The Tea Party is also winning the battle of ideas. Last week, Obama campaign strategist David Axelrod crowed that the debt-limit battle was shaping up as a “definitional fight” in which voters would see Obama as defending the reasonable center against Republicans who are “pandering to the extremes.” Well, if Axelrod is so confident that Obama is winning this “definitional fight,” why was the White House so adamant about ducking a second round next year? The president said that “the only bottom line that I have is that we extend this debt ceiling through the next election.” If he were winning the argument, he would have been eager to have this fight again just before the next election.

Instead of winning over independents with his calls for a “balanced” approach, the president’s support among independents has collapsed. A Pew poll released last week found that a majority of independents now disapprove of Obama’s job performance for the first time in his presidency. Two months ago, Obama held an 11-point lead over a generic Republican. Today, that lead has vanished.

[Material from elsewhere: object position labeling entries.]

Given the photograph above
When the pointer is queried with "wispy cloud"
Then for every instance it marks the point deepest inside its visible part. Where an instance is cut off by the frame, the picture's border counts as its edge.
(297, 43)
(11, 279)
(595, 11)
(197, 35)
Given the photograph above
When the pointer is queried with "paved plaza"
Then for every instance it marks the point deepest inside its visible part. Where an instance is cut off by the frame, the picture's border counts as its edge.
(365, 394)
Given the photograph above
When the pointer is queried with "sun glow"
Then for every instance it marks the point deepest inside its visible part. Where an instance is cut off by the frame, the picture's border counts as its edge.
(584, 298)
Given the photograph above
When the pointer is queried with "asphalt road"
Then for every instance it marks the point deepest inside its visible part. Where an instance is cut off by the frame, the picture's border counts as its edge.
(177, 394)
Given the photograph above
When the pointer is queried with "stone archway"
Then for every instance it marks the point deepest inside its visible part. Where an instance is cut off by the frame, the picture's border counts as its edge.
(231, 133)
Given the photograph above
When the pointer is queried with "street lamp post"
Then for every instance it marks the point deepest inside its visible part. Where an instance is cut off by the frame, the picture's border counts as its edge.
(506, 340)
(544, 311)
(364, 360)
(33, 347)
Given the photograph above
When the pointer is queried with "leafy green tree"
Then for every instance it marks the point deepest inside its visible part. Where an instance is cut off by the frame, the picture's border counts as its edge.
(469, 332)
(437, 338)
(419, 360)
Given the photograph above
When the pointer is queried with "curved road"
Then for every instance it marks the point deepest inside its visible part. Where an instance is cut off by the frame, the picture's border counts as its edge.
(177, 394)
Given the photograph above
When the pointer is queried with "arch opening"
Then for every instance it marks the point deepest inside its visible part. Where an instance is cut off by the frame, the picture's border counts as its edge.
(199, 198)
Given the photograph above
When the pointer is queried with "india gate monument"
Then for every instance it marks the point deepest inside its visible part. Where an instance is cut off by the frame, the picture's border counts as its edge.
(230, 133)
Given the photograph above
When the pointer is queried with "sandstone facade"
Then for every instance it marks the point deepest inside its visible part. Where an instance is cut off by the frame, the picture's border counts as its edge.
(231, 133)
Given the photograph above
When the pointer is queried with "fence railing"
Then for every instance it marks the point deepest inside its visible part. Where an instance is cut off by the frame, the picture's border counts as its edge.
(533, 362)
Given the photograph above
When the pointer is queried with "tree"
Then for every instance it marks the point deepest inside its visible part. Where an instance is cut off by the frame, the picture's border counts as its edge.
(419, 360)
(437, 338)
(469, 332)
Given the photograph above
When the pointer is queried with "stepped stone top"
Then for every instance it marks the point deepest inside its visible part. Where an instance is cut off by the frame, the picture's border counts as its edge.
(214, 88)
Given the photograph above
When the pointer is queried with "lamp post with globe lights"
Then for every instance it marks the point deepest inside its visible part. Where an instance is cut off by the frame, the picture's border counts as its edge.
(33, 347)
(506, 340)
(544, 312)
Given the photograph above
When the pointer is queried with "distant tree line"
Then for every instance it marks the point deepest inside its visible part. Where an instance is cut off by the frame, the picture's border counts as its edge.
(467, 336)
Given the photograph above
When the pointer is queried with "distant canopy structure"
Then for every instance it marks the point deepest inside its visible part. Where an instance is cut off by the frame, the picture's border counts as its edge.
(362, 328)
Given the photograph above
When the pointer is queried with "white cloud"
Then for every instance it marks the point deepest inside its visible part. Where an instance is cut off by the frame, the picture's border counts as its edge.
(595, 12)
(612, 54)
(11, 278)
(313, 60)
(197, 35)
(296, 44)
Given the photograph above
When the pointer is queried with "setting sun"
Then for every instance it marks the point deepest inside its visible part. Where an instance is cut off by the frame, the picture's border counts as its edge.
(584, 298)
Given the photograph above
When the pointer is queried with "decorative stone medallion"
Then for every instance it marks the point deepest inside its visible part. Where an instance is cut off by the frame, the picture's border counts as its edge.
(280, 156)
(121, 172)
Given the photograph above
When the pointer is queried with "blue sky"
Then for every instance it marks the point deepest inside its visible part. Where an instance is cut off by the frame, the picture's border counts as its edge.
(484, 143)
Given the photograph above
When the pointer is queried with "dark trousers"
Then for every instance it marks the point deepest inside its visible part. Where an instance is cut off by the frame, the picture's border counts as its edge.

Whatever the president’s strategy was, it failed.

Now comes that hard part: accepting an incomplete victory. Some Tea Party Republicans will be unhappy with the deal because it does not include a balanced budget amendment to the Constitution. The fight for a balanced budget amendment must go on. But Tea Partyers should recognize just how much Obama and the Democrats caved: $2 trillion in spending cuts. No tax increases. A new precedent that debt-limit hikes must be accompanied by equal or greater cuts in spending. And the potential for a balanced budget in 10 years. That the Tea Party accomplished all this in just six months — at a time when the GOP controls one-half of one-third of the federal government — is remarkable.

The “hobbits” won.

Marc A. Thiessen, a visiting fellow with the American Enterprise Institute and former chief speechwriter to President George W. Bush, writes a weekly online column for The Post.